Just at my parents for some brief internet access (I don't have a phone line yet at the new house so no wifi and mobile internet 3G is non existent so can't do FF at the moment. Argghhhh!)

Diesy - can you not fly into Birmingham? Bicester is on the rail line from Birmingham to London so that is the easiest. 

Cem - I agree that anyone that doesn't cancel their place before Weds evening if they can't make it will need to cover their buffet food. 

Suity - no problem with bringing food for the littler ones. I would only expect those that would usually eat from a childs menu to order from it e.g. My E will have a kids meal but I will prob pack some sandwiches for F and give him a couple of bits of E's plate. 

Is their anyone that has specific dietary requirements that I need to be aware of? 

GG - just done a quick calculation and based on current numbers, the room cost (which as Suity said is increased due to the move to a bigger room @ £145 to accommodate numbers) will be covered by the £5 deposit and may mean that we can take a small amount off the cost of the buffet. We won't know until numbers are confirmed though. 

Looking forward to catching up with people at the weekend. 

Lou
X


----------



## ElsieMay

Thanks again for organising this.
I better pay for 2 buffet places (me and L).  L will see and want the buffet.  I would rather pay for L to have the buffet and then I dont need to worry about her being a pig bin!
Thanks
EM


----------



## kylecat

Hi all - looking forward to catching up with everyone on saturday - I was just wondering if anyone wanted a little life back pack thingy? It's great for children just starting to walk as it's like a pair of reins combined with a backpack which you can store things in e.g. snacks, drinks etc.

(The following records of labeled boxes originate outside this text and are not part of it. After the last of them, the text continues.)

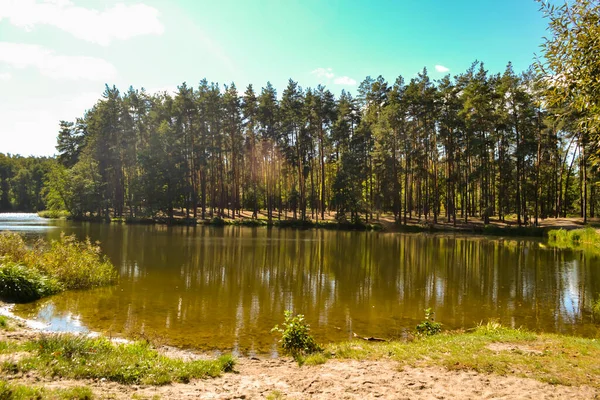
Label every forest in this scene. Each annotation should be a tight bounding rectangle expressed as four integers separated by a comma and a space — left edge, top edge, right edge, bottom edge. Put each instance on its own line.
0, 2, 599, 225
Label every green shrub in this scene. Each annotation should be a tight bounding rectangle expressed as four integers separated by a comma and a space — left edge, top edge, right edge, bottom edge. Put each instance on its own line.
0, 380, 94, 400
10, 334, 235, 385
592, 297, 600, 321
35, 234, 117, 289
0, 233, 117, 302
417, 308, 442, 336
0, 262, 62, 303
271, 310, 322, 358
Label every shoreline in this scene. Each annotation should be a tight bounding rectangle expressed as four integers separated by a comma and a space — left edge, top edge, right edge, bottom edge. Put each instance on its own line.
38, 212, 600, 238
0, 312, 600, 400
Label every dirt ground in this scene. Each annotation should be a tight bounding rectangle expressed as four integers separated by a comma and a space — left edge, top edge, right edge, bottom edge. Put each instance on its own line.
0, 320, 600, 400
5, 359, 600, 399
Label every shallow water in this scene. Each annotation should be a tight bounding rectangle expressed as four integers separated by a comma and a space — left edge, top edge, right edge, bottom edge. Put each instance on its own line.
0, 216, 600, 354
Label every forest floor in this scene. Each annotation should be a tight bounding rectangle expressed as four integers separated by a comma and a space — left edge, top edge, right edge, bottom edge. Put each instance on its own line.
226, 210, 600, 232
0, 316, 600, 399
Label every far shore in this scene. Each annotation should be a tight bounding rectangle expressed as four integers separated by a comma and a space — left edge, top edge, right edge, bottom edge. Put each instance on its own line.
38, 211, 600, 237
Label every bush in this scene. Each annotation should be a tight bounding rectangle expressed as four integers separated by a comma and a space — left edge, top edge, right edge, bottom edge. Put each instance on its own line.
0, 262, 62, 303
11, 334, 235, 385
271, 310, 322, 358
35, 234, 117, 289
417, 308, 442, 336
0, 233, 117, 302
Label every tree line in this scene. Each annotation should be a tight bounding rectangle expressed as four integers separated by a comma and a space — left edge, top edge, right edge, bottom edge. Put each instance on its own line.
34, 62, 598, 224
0, 0, 600, 224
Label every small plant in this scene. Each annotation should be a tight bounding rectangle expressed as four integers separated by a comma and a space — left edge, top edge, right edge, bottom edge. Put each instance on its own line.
271, 310, 322, 360
0, 262, 62, 303
417, 308, 442, 336
592, 297, 600, 321
0, 232, 118, 302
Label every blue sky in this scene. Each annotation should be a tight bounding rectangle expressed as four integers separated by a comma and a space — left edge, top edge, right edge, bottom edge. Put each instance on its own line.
0, 0, 546, 155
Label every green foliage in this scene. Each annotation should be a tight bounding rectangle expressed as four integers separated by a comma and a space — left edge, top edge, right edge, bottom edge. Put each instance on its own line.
548, 228, 600, 251
326, 322, 600, 388
0, 232, 117, 302
0, 380, 94, 400
0, 262, 62, 303
8, 334, 235, 385
417, 308, 442, 336
592, 297, 600, 321
271, 310, 322, 358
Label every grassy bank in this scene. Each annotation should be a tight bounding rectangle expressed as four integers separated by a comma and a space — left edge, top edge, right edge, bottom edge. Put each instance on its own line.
0, 232, 117, 302
304, 323, 600, 388
548, 228, 600, 252
0, 380, 94, 400
201, 217, 383, 231
0, 334, 235, 385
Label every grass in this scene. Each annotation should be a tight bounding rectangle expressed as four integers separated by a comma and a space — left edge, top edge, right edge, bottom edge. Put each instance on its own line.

http://www.johnlewis.com/231611552/Product.aspx

I paid about £15 for it at the time so if anyone would like it for a fiver then it's yours - please PM me!

Love to all Kylecat xxx

/links


----------



## Roo67

total longshot  - anyone have room for 3 little boys and their mummy ??

I was planning on going to my brothers after the meet to break up the journey on the way home but he is doing major building work to his house and therefore we are unable to go there. I was just wondering if there was anyone that lives North/midlands ish that might be able to put my and the boys up on sunday night  

R x


----------



## suitcase of dreams

sadly we are not in the right direction or you would have been more than welcome Roo   
Suitcase
x


----------



## Elpida

Roo I have a double bed in a decent sized spare room in birmingham which you're more than welcome to use. I'm not staying on Saturday night in Bicester but will be home on Sunday. PM me if that's a help.


----------



## caramac

Kylecat - I have PM'd you about the backpack - I would love it!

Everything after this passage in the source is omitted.